While Turin Brakes shares the common thread of moaning self pity with its contemporaries, it has a decidedly diverse sound; sometimes sparse, other times lush--often within the same song. The Optimist LP begins organically with the plink of a piano and the strum of an acoustic guitar and builds slowly--bass here, percussion there--until swells of strings hum underneath Knights' treacle-sweet voice. His innocence is engaging, but his lyrical choices are instantly questionable. He employs the seldom used gerund ice creaming in the opening track "Feeling Oblivion," and he issues the golden nugget of wisdom "syphilis is a bitch, but contracting HIV is much worse" in the orchestral epic "Future Boy."

Fortunately, there's enough to like to get past the seventh-grade poetry. "The Door" is a countrified slide-guitar classic, and the chorus of "State of Things" practically crawls inside your head and lays eggs. There are a few narcoleptic numbers such as "By TV Light" and the ironic album closer "The Optimist," but for the most part Turin Brakes has a little shimmy to go with its soul. It even takes a cue from British stoners Gomez on the bluesy shuffle "Emergency 72." The most memorable track is "Mind Over Money"; Knights' vocal acrobatics and crisp fret work come together beautifully as he sings, "what does this matter in the grand scheming sky/all that I multiply adds up to nothing." The moping is put aside for the out-of-character, plugged-in "Slack." A suddenly "hard" Knights claims "rescued a cat from a tree/I killed it dead for liking me."

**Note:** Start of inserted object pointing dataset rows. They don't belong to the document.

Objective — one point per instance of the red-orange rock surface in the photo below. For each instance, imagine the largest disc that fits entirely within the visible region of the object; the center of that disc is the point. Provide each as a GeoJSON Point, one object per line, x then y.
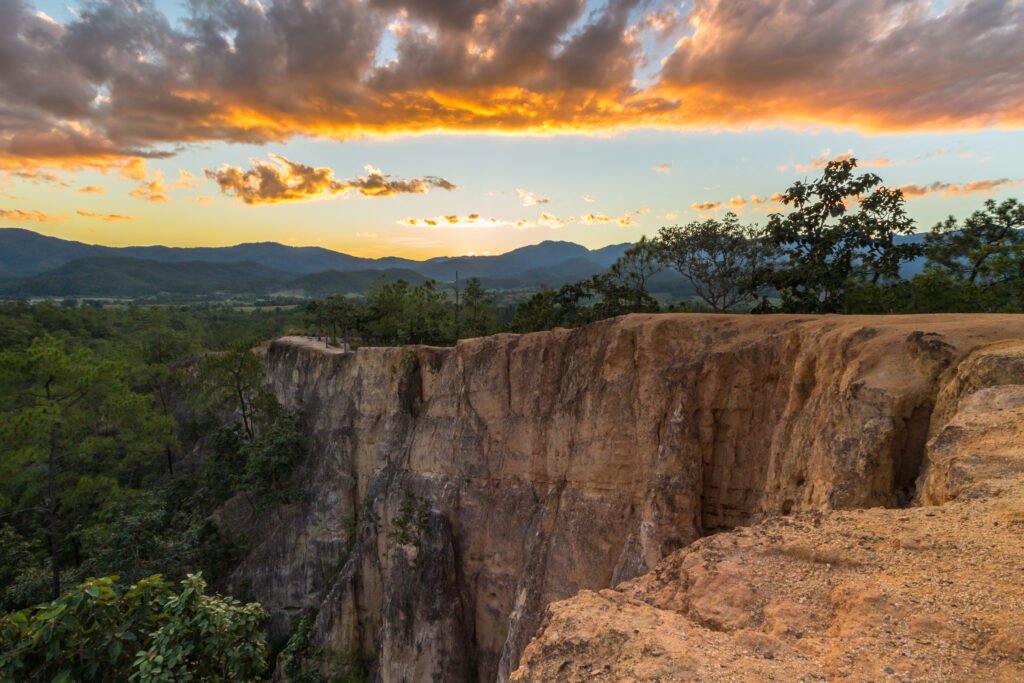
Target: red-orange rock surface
{"type": "Point", "coordinates": [929, 593]}
{"type": "Point", "coordinates": [574, 460]}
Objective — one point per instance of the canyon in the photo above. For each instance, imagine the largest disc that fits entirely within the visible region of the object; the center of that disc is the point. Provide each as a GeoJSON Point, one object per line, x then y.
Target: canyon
{"type": "Point", "coordinates": [670, 497]}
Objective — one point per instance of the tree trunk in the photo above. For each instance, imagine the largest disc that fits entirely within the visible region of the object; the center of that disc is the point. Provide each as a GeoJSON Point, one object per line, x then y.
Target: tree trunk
{"type": "Point", "coordinates": [52, 511]}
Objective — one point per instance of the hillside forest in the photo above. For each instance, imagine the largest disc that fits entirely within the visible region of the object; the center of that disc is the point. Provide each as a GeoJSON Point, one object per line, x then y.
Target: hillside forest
{"type": "Point", "coordinates": [126, 427]}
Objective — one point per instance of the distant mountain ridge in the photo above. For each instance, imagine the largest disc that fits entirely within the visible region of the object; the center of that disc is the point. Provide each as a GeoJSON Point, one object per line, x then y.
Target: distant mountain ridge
{"type": "Point", "coordinates": [33, 264]}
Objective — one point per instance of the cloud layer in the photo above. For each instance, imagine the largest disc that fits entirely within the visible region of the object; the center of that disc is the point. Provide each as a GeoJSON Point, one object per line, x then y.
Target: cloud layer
{"type": "Point", "coordinates": [284, 180]}
{"type": "Point", "coordinates": [122, 81]}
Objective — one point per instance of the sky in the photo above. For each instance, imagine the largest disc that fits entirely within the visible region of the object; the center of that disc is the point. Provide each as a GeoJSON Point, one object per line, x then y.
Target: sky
{"type": "Point", "coordinates": [421, 128]}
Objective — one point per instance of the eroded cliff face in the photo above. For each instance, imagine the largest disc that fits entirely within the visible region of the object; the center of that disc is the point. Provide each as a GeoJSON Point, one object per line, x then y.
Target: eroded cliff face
{"type": "Point", "coordinates": [929, 593]}
{"type": "Point", "coordinates": [454, 494]}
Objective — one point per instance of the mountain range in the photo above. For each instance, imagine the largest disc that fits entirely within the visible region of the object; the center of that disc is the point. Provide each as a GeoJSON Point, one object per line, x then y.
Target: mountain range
{"type": "Point", "coordinates": [33, 264]}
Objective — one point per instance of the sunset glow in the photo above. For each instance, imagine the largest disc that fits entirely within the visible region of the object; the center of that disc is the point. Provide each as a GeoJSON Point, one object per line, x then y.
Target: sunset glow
{"type": "Point", "coordinates": [326, 122]}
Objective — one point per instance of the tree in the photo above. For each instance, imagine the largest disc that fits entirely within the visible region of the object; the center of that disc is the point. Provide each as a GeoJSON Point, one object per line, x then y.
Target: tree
{"type": "Point", "coordinates": [233, 381]}
{"type": "Point", "coordinates": [629, 274]}
{"type": "Point", "coordinates": [339, 314]}
{"type": "Point", "coordinates": [825, 246]}
{"type": "Point", "coordinates": [477, 311]}
{"type": "Point", "coordinates": [719, 258]}
{"type": "Point", "coordinates": [71, 422]}
{"type": "Point", "coordinates": [983, 248]}
{"type": "Point", "coordinates": [103, 631]}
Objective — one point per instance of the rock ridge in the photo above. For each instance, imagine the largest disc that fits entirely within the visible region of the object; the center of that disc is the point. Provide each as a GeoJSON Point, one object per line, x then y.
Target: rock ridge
{"type": "Point", "coordinates": [574, 460]}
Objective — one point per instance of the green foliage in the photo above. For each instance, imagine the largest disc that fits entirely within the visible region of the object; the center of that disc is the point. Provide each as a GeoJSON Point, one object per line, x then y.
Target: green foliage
{"type": "Point", "coordinates": [825, 244]}
{"type": "Point", "coordinates": [721, 259]}
{"type": "Point", "coordinates": [409, 524]}
{"type": "Point", "coordinates": [204, 638]}
{"type": "Point", "coordinates": [103, 631]}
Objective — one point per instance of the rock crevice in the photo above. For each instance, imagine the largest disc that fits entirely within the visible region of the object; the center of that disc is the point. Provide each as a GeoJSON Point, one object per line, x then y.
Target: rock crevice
{"type": "Point", "coordinates": [578, 459]}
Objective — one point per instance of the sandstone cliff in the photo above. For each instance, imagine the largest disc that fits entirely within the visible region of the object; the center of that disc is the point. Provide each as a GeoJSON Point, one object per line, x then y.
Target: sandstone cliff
{"type": "Point", "coordinates": [454, 494]}
{"type": "Point", "coordinates": [930, 593]}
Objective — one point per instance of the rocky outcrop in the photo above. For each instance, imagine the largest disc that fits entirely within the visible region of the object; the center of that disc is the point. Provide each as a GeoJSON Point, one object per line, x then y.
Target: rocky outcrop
{"type": "Point", "coordinates": [929, 593]}
{"type": "Point", "coordinates": [453, 494]}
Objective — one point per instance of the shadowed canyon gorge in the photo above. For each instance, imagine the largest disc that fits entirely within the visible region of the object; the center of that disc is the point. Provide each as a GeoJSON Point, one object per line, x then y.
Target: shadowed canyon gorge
{"type": "Point", "coordinates": [669, 497]}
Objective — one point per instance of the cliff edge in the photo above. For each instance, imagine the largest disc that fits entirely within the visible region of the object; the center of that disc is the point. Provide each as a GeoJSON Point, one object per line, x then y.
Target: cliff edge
{"type": "Point", "coordinates": [454, 494]}
{"type": "Point", "coordinates": [931, 593]}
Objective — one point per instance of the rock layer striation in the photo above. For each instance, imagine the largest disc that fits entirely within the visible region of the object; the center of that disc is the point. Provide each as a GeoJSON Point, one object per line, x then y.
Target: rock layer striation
{"type": "Point", "coordinates": [454, 494]}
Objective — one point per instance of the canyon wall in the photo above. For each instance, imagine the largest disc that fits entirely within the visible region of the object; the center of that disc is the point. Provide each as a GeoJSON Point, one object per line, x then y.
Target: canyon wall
{"type": "Point", "coordinates": [927, 593]}
{"type": "Point", "coordinates": [455, 493]}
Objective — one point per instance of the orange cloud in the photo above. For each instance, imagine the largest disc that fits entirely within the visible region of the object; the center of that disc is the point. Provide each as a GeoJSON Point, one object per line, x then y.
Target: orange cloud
{"type": "Point", "coordinates": [284, 180]}
{"type": "Point", "coordinates": [625, 220]}
{"type": "Point", "coordinates": [186, 179]}
{"type": "Point", "coordinates": [822, 160]}
{"type": "Point", "coordinates": [454, 220]}
{"type": "Point", "coordinates": [738, 203]}
{"type": "Point", "coordinates": [109, 217]}
{"type": "Point", "coordinates": [152, 190]}
{"type": "Point", "coordinates": [531, 199]}
{"type": "Point", "coordinates": [947, 189]}
{"type": "Point", "coordinates": [133, 84]}
{"type": "Point", "coordinates": [19, 215]}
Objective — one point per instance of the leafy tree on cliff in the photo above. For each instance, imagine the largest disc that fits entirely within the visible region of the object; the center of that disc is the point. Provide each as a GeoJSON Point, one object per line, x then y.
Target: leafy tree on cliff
{"type": "Point", "coordinates": [978, 264]}
{"type": "Point", "coordinates": [825, 245]}
{"type": "Point", "coordinates": [631, 272]}
{"type": "Point", "coordinates": [477, 317]}
{"type": "Point", "coordinates": [103, 631]}
{"type": "Point", "coordinates": [720, 259]}
{"type": "Point", "coordinates": [74, 436]}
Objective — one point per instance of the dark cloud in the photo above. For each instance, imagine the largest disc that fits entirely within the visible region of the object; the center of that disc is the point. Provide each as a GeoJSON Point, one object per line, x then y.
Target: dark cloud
{"type": "Point", "coordinates": [120, 80]}
{"type": "Point", "coordinates": [284, 180]}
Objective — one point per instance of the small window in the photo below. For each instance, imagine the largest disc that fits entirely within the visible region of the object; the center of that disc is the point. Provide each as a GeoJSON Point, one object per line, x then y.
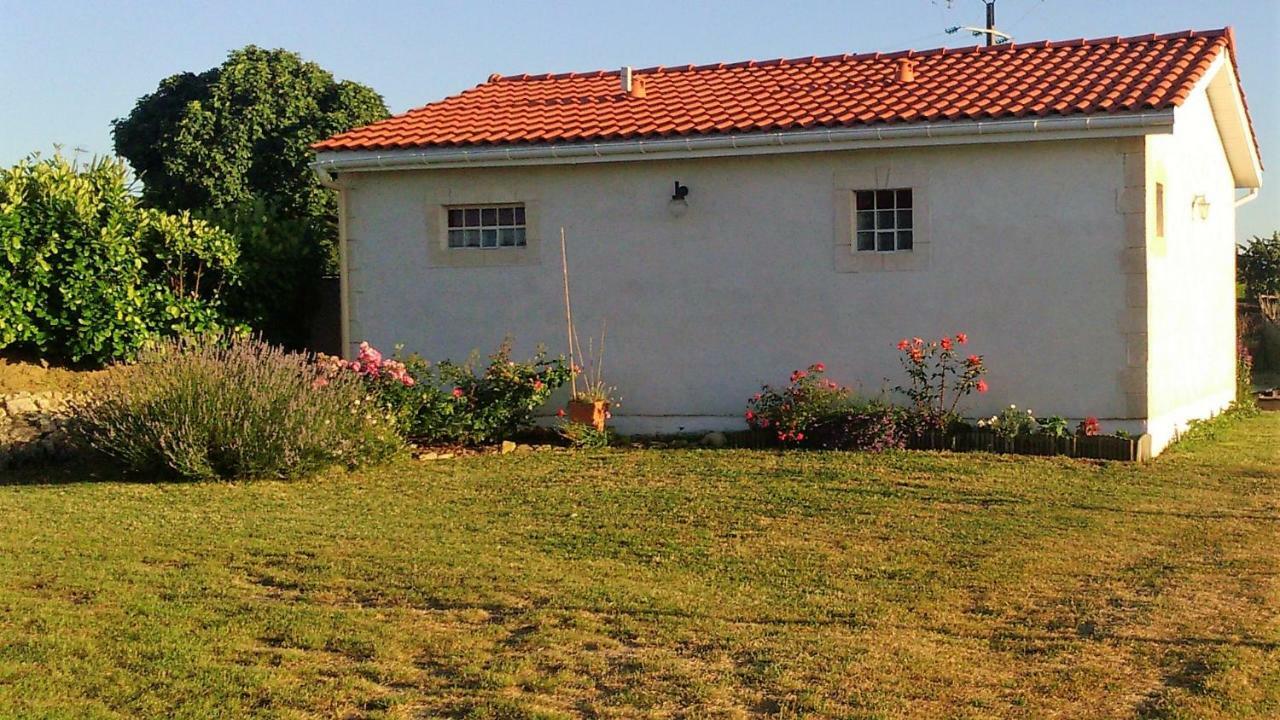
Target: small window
{"type": "Point", "coordinates": [487, 226]}
{"type": "Point", "coordinates": [883, 220]}
{"type": "Point", "coordinates": [1160, 209]}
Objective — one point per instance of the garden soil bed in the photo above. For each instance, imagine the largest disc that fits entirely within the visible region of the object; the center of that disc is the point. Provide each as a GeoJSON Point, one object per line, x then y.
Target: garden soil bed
{"type": "Point", "coordinates": [1093, 447]}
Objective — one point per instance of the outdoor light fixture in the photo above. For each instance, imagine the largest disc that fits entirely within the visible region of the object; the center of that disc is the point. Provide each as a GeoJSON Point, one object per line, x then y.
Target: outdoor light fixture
{"type": "Point", "coordinates": [1200, 205]}
{"type": "Point", "coordinates": [679, 204]}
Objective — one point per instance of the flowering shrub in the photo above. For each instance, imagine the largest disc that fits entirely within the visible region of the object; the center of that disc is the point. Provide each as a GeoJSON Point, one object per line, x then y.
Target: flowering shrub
{"type": "Point", "coordinates": [231, 408]}
{"type": "Point", "coordinates": [938, 378]}
{"type": "Point", "coordinates": [1088, 427]}
{"type": "Point", "coordinates": [452, 404]}
{"type": "Point", "coordinates": [789, 413]}
{"type": "Point", "coordinates": [1055, 425]}
{"type": "Point", "coordinates": [1011, 423]}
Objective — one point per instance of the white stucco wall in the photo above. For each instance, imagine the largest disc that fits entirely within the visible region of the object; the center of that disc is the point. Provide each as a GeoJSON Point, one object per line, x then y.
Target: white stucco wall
{"type": "Point", "coordinates": [1191, 274]}
{"type": "Point", "coordinates": [1025, 245]}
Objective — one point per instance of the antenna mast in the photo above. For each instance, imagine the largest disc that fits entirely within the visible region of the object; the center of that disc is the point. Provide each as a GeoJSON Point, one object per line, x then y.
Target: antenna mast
{"type": "Point", "coordinates": [993, 36]}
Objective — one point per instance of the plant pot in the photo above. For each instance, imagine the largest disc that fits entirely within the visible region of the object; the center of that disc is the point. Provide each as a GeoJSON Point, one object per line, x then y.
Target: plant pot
{"type": "Point", "coordinates": [589, 413]}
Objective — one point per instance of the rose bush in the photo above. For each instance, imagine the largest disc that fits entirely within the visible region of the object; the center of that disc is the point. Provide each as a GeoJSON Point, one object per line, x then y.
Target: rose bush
{"type": "Point", "coordinates": [451, 402]}
{"type": "Point", "coordinates": [938, 379]}
{"type": "Point", "coordinates": [790, 411]}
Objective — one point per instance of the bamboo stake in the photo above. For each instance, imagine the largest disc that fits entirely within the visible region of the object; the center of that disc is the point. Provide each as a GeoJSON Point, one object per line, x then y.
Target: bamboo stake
{"type": "Point", "coordinates": [568, 313]}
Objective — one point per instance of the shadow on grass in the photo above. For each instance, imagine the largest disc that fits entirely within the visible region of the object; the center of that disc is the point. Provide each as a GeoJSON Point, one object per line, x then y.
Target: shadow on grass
{"type": "Point", "coordinates": [81, 469]}
{"type": "Point", "coordinates": [1176, 514]}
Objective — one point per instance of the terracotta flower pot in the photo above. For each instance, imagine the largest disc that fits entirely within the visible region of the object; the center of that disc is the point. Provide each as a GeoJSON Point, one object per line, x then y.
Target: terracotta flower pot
{"type": "Point", "coordinates": [589, 413]}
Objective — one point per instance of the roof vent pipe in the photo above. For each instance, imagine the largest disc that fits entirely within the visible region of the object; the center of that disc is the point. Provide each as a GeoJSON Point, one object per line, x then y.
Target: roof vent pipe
{"type": "Point", "coordinates": [632, 86]}
{"type": "Point", "coordinates": [905, 69]}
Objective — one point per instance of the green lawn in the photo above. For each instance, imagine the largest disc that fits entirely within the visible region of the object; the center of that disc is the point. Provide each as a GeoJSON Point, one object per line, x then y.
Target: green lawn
{"type": "Point", "coordinates": [656, 583]}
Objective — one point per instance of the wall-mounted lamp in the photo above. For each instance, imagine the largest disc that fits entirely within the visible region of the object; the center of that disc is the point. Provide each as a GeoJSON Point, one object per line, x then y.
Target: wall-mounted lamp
{"type": "Point", "coordinates": [1200, 205]}
{"type": "Point", "coordinates": [679, 204]}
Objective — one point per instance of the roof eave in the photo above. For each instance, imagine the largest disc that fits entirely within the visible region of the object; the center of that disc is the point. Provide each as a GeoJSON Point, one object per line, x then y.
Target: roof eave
{"type": "Point", "coordinates": [897, 135]}
{"type": "Point", "coordinates": [1226, 101]}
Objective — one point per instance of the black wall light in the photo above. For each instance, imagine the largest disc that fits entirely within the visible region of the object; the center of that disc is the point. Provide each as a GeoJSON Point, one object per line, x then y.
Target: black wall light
{"type": "Point", "coordinates": [679, 200]}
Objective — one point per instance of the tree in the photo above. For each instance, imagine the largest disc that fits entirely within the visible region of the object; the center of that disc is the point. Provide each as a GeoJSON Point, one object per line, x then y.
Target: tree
{"type": "Point", "coordinates": [233, 145]}
{"type": "Point", "coordinates": [1258, 265]}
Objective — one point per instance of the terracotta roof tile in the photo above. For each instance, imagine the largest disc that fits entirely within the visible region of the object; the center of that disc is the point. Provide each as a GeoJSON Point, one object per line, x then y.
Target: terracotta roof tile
{"type": "Point", "coordinates": [1110, 74]}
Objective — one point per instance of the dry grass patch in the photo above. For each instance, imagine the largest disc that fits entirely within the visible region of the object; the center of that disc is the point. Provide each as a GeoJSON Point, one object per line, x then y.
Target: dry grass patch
{"type": "Point", "coordinates": [656, 583]}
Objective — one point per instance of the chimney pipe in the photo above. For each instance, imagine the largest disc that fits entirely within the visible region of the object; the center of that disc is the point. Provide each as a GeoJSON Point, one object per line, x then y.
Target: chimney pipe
{"type": "Point", "coordinates": [905, 69]}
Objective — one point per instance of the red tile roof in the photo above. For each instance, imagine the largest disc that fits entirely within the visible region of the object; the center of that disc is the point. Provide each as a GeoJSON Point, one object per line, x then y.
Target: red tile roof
{"type": "Point", "coordinates": [1042, 78]}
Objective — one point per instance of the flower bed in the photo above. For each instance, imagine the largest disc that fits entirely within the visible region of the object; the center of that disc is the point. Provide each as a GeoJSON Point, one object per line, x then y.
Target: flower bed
{"type": "Point", "coordinates": [1095, 447]}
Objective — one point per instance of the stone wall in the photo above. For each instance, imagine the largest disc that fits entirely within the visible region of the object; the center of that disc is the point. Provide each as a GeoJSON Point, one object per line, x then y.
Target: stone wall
{"type": "Point", "coordinates": [33, 425]}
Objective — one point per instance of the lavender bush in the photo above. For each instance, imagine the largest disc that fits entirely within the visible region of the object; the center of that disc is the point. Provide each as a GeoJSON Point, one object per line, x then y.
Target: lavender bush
{"type": "Point", "coordinates": [232, 408]}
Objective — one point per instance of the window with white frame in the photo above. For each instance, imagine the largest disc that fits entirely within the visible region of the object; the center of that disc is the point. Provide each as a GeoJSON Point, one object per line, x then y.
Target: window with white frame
{"type": "Point", "coordinates": [883, 220]}
{"type": "Point", "coordinates": [487, 226]}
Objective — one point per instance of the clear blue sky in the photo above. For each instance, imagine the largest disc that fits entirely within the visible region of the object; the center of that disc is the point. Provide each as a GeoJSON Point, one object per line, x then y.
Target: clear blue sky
{"type": "Point", "coordinates": [68, 68]}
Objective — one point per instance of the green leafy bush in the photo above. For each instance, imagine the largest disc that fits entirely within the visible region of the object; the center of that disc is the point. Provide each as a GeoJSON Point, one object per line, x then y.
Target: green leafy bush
{"type": "Point", "coordinates": [451, 402]}
{"type": "Point", "coordinates": [872, 425]}
{"type": "Point", "coordinates": [88, 274]}
{"type": "Point", "coordinates": [1258, 265]}
{"type": "Point", "coordinates": [583, 436]}
{"type": "Point", "coordinates": [232, 408]}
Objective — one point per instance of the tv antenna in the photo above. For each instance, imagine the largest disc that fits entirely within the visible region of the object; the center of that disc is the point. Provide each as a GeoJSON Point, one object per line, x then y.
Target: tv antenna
{"type": "Point", "coordinates": [993, 36]}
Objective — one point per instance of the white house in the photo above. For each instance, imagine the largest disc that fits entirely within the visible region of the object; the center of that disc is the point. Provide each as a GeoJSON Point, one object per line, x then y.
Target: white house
{"type": "Point", "coordinates": [1069, 205]}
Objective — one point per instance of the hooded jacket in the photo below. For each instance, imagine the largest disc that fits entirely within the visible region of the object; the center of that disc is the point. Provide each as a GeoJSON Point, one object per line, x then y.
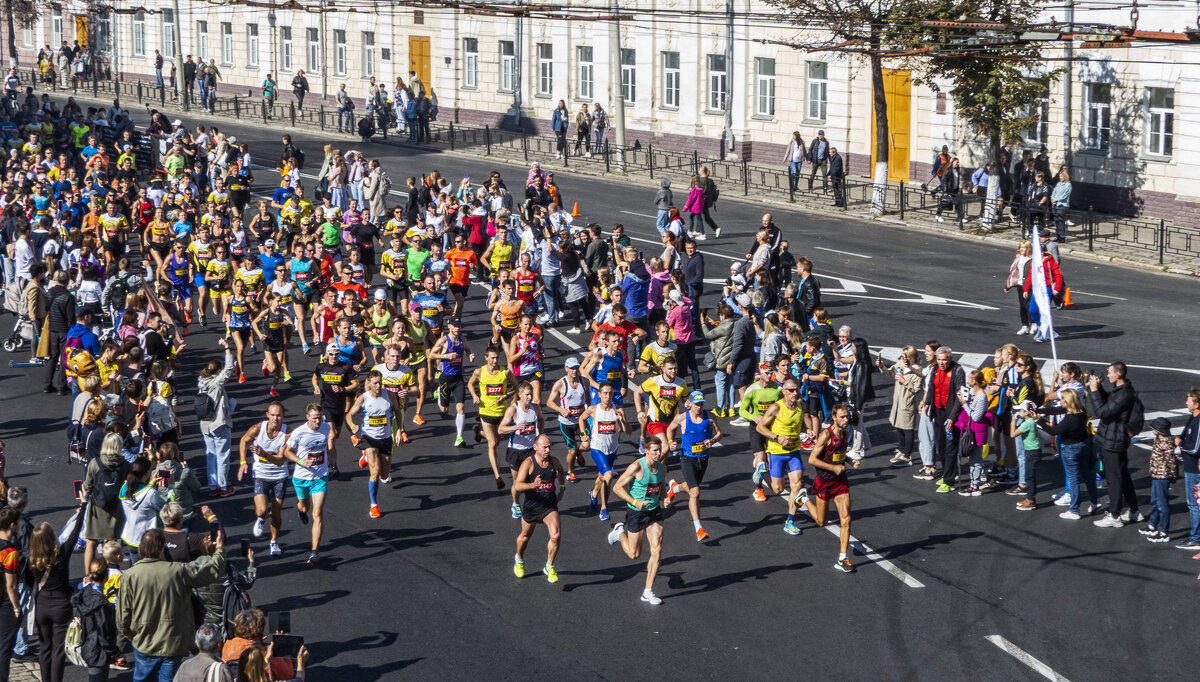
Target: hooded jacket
{"type": "Point", "coordinates": [664, 199]}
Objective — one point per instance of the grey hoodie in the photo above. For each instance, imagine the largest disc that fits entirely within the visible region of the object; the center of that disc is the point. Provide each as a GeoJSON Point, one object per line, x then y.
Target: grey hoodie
{"type": "Point", "coordinates": [664, 201]}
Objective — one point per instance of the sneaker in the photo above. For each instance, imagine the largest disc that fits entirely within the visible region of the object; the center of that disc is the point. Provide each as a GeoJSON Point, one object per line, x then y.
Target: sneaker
{"type": "Point", "coordinates": [760, 472]}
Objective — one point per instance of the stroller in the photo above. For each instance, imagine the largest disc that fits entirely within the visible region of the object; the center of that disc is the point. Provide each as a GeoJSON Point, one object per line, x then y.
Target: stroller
{"type": "Point", "coordinates": [24, 330]}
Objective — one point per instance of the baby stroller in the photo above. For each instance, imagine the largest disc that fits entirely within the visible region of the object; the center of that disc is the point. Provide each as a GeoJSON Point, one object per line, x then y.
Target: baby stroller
{"type": "Point", "coordinates": [24, 330]}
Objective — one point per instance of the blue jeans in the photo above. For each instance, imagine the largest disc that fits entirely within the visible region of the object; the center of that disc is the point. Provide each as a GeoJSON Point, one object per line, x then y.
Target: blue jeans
{"type": "Point", "coordinates": [1159, 508]}
{"type": "Point", "coordinates": [1078, 460]}
{"type": "Point", "coordinates": [161, 668]}
{"type": "Point", "coordinates": [1191, 480]}
{"type": "Point", "coordinates": [216, 454]}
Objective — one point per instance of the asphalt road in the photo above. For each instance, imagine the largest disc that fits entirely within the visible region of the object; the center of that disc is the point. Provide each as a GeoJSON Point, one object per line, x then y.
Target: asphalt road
{"type": "Point", "coordinates": [427, 590]}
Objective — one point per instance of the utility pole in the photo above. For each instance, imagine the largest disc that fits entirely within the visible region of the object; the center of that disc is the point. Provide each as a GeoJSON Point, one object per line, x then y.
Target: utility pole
{"type": "Point", "coordinates": [616, 91]}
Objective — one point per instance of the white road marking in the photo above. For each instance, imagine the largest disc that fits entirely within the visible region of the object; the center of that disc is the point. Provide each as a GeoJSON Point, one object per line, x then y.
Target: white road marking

As a whole, The Optimist LP isn't as consistently good as Travis' recent The Invisible Band or Coldplay's Parachutes, but there are inspired moments. Turin Brakes has thankfully taken the new acoustic template and made it its own, incorporating soulful harmonies and sometimes raw production. Soon enough, British wankery will go the way of grunge, making way for the next Next Big Thing. Happily, Turin Brakes has made the scene before it's too late. Better late than never.